Oster-Dienstag. [26. April 1859.]

Das ist heute endlich ein zuverlässiger Morgen: wollen sehen, wie der Tag aushält. Ihr Briefchen hat ihn, mit dem schönen Wetter zugleich, recht freundlich beginnen lassen. Haben Sie Dank! Im Ganzen bin ich etwas geistesträg und verdriesslich. Ich bin nun zu lange über dieser Arbeit, und zu sehr fühle ich, dass meine Productionskraft dabei nur immer noch aus den Keimen und Blüthen sich ernährt, die eine kurze Zeit wie ein befruchtendes Gewitter in mir wirkte. Zum eigentlichen Schaffen komme ich dabei gar nicht mehr recht; je länger es aber wird, desto glücklicher muss ich mich stets gestimmt fühlen, wenn mir der innere Vorrath ganz wach werden soll, und diese Stimmungen lassen sich nun eben durch keine Reflexionen erzwingen, wie sonst wohl so manches, zumal der Welt gegenüber. Ich arbeite zwar täglich etwas, aber kurz und wenig, wie eben die Lichtblicke es sind; oft würde ich lieber gar nichts machen, wenn mich dann nicht das Grausen vor einem so ganz leer gelassenen Tage antrieb.

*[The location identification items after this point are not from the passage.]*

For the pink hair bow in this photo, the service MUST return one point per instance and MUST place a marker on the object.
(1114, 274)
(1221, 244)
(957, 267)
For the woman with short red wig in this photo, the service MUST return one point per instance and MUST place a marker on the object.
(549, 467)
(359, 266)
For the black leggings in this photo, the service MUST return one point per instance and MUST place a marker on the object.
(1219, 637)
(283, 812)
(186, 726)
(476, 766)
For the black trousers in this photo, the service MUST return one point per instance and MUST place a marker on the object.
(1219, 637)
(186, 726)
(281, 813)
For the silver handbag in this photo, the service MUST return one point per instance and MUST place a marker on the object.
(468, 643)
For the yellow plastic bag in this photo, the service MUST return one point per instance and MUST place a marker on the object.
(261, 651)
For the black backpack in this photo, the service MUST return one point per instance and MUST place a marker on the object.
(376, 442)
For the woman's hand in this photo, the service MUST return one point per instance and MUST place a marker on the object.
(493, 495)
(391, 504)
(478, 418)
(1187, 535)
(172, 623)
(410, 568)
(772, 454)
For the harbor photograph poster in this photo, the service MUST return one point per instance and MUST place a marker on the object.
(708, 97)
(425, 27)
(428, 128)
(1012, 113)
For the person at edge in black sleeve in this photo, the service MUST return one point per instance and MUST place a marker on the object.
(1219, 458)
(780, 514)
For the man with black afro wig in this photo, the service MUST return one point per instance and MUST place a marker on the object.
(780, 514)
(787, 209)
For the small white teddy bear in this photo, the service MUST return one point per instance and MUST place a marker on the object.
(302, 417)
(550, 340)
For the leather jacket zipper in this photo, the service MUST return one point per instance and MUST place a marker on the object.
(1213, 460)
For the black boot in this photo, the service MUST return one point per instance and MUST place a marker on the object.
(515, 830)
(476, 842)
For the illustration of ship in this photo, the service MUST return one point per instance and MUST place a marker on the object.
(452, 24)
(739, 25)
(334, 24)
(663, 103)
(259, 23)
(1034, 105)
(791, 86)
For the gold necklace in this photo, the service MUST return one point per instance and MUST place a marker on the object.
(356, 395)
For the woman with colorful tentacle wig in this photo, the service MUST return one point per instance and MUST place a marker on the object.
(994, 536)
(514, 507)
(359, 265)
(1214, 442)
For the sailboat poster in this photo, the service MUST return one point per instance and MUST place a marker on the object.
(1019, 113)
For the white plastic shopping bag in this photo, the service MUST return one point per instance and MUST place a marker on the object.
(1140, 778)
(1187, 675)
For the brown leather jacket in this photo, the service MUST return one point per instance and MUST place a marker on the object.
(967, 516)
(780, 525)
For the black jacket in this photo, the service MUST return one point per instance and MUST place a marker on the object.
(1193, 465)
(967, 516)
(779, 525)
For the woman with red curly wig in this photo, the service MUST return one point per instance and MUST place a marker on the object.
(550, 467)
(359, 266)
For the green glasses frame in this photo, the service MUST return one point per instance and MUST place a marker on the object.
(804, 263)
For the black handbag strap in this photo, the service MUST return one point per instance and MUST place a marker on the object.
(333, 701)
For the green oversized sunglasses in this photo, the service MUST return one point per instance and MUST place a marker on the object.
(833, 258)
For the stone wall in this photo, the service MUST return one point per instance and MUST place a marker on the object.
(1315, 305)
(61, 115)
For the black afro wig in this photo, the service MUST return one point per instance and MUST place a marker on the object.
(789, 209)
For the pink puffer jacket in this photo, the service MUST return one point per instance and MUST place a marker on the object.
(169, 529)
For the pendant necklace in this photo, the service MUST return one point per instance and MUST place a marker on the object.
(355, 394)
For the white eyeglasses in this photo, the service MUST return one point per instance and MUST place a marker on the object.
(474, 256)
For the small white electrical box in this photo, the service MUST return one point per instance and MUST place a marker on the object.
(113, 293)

Es ist mit unser Einem eine eigene Sache. Ein natürliches Leben führt man nun einmal nicht; um nun halbwegs wieder natürlich werden, müsste es viel künstlicher sein, ungefähr wie mein Kunstwerk selbst, das auch sich in der Natur und Erfahrung nicht wieder findet, sein neues, höheres Leben aber eben durch die vollendetste Anwendung der Kunst erhält.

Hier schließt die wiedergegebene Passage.